Course: Salad, Dinner, Lunch
Cuisine: French
Author: Gaby

Ingredients

For the Lemon Chive Vinaigrette

  • 1 lemon juiced
  • 1 tablespoon champagne vinegar
  • 2 cloves garlic finely chopped
  • 1 shallot finely chopped
  • 1/3 cup olive oil
  • ¼ cup chives
  • kosher salt and freshly cracked black pepper to taste

For the Marinated Tomatoes  

  • 1 ½ cup tomatoes quartered  
  • ½ red onion thinly sliced
  • 2 teaspoons dried oregano
  • 3 tablespoons olive oil
  • 2 tablespoons red wine vinegar
  • Kosher salt and freshly cracked black pepper

For the Salad

  • 2 6- oz cans Genova Albacore Tuna in Olive Oil Very Low Sodium in Easy Open Cans
  • 1/3 lb Haricot Verts blanched
  • 4-5 Persian cucumbers thinly sliced
  • 5-6 cups market lettuce Butter Lettuce, Little Gem
  • ½ cup black olives pitted
  • ½ cup castelvetrano olives pitted
  • 1 Roasted Red Bell Pepper sliced  
  • 1 cup Breakfast Radishes quartered
  • Fresh Dill chopped, for sprinkling over
  • Fresh Chives chopped, for sprinkling over

Instructions

For the Lemon Chive Vinaigrette

  • Combine all the ingredients in a small bowl and whisk to combine. Season with salt and pepper as needed.

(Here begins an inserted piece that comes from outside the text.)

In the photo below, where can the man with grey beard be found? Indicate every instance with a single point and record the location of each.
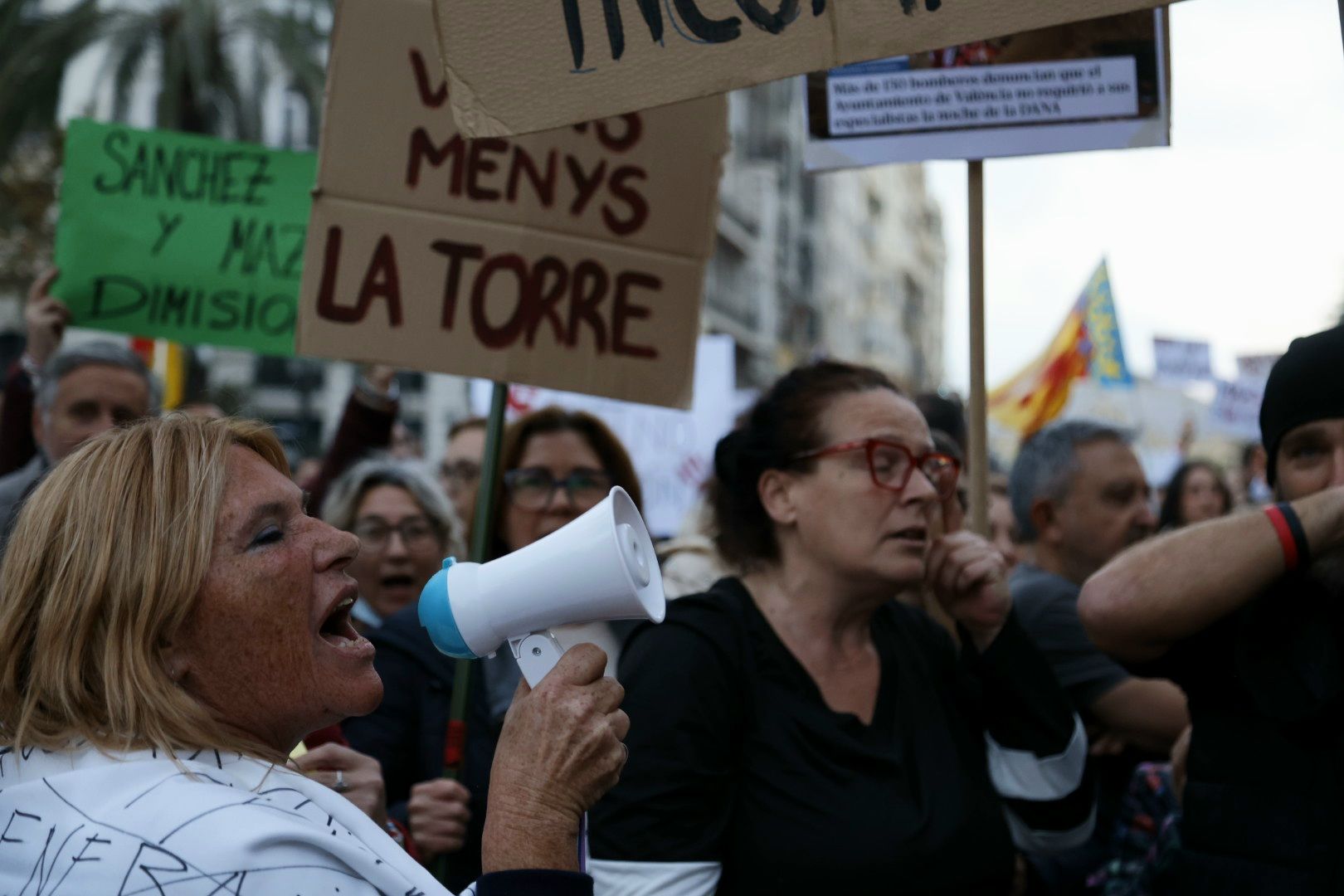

For the Marinated Tomatoes  

  • Combine the tomatoes, red onion, oregano, olive oil, red wine vinegar, salt and pepper in a large bowl and toss to combine. Let marinate for at least 30 minutes.

For the Salad

  • On a large serving platter, arrange the market lettuce with piles of the tuna, blanched haricot verts, cucumbers, both kinds of olives, red bell pepper and breakfast radishes. Sprinkle with the fresh herb and serve with the vinaigrette.